Heaven On Earth

May 31, 2015

Although the unemployment rate has fallen below 5.5%, the labor participation rate is still rather low and wage growth is slow, prompting renewed calls for government stimulus. A 2010 article laid out the justifications for more government borrowing to spur the economy. Let’s review a few points made by these economists.

“Spending by the federal government always creates new money in the system, while taxation destroys it.”

The nature of money and the government’s relationship to money is certainly beyond the scope of a blog post. In short, money in all its forms is a claim. A central bank (called the Federal Reserve in the U.S.) is a government created institution which regulates and administers the supply of money and credit within a country, and manages the reserves of foreign currencies held within that country.  It acts as the government’s banker and is the lender of last resort both to the public and the government.  If the public will not buy all of the debt issued by the Treasury of a government, the central bank steps in and buys it, a practice known as “printing money” although there is no new money printed.

In a fiat (unbacked by any hard metal or asset) money system, a sovereign government has the power to create and destroy money claims at will.  As the 2010 article notes, all taxation is a destruction of money.  A $100 tax voids a taxpayer’s ability to make a $100 claim for some good or service.   A thief takes money with no promises.  A government takes money with some implied promise or threat but no exchange of value at the time of the taking.  Taxation is not an exchange, but a taking, a destroying, like letting a little bit of air out of a balloon.  As long as the government pumps in the same amount of air that it took out, the size of the balloon changes only in proportion to the change in population.

In 1960, two economists, Gurley and Shaw, coined the terms Inside Money and Outside Money to capture this unique license of government (Federal Reserve paper on this subject). Treasury bills and forms of government debt are claims on government, and termed outside money, as in outside the private marketplace. Money exchanges between people and companies in the private sector are termed inside money. Each dollar of inside money represents a debt by someone else within the private sector.  When government spends more than it taxes, it borrows and pumps outside money into the private sector balloon. Many of us might think inflation is the net change in the size of the balloon but it might be more helpful to imagine that the size of the balloon, or volume, is the size of the population and grows slowly and constantly, about 1% in the U.S.  Inflation, then, is a measure of the pressure inside the balloon. (Boyles’ Law  and other fun facts with gases)

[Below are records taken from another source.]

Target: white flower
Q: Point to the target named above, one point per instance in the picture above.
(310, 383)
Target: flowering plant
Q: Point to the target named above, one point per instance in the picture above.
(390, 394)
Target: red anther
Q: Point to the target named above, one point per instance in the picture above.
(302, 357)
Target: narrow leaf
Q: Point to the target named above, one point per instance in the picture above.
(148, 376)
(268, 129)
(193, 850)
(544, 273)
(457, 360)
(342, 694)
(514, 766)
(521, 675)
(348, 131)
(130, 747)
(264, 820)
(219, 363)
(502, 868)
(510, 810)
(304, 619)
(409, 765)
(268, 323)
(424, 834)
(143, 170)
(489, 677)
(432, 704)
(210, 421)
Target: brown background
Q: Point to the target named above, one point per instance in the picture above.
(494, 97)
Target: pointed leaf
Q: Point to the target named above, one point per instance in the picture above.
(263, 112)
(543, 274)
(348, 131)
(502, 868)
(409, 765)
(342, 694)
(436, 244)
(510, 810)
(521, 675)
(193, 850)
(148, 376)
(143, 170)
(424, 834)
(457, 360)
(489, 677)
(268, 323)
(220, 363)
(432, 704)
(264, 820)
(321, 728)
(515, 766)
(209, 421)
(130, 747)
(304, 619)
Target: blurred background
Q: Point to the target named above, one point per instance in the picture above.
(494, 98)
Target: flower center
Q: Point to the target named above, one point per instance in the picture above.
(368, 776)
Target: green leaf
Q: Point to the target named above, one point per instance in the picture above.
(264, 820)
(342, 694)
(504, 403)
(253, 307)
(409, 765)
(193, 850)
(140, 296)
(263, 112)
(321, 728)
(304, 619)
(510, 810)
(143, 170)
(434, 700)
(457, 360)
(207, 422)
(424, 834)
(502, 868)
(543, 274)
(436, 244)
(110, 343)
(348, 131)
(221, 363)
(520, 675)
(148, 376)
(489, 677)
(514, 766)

Various economists in this article asserted that the government should pump more outside air into the balloon, which will cause the economy, the molecules inside the balloon, to speed up.  Is there any limit to the amount of outside money that a government can pump into the balloon?

“[A] government cannot become insolvent with respect to obligations in its own currency.”

If a government can make up money out of thin air, why not just give $100K to each of the 300 million citizens in the U.S.?  People who couldn’t afford a newer car could buy one, which would boost the sales of car manufacturers. New homes, new appliances, vacation trips – a shot in the arm for so many industries. Unemployment would practically vanish. Imported goods into the U.S. would soar, helping the workers and businesses in other countries.  People could pay off their credit card and student loan debts but banks might suffer because not as many people would want loans.  Stock prices would soar in value as families searched for a place to invest some of their windfall.  People who had already owned stocks and other assets before the boon would see their net worth increase exponentially.  Housing prices would climb as more people could afford to buy a house.

What about inflation?  Well, the government has already pumped in $8 trillion since the recession started in late 2007.

$8 trillion divided by a 300 million population is almost $27,000 per person.  Contrary to predictions of runaway inflation, it has been moderate or below the 2% target rate.  In fact, if we use the method of calculating inflation used in the Eurozone, we have had deflation in the first quarter of this year.   So any inflationary effect from a one time $100K boon would be less than disastrous.  Even if inflation climbed to a 1990s level, about 4 – 5%, what is the harm?

Most of us instinctively look at this scheme, furrow our brow, and get suspicious.  But why?  Why can’t a government with a fiat money system simply create heaven on earth?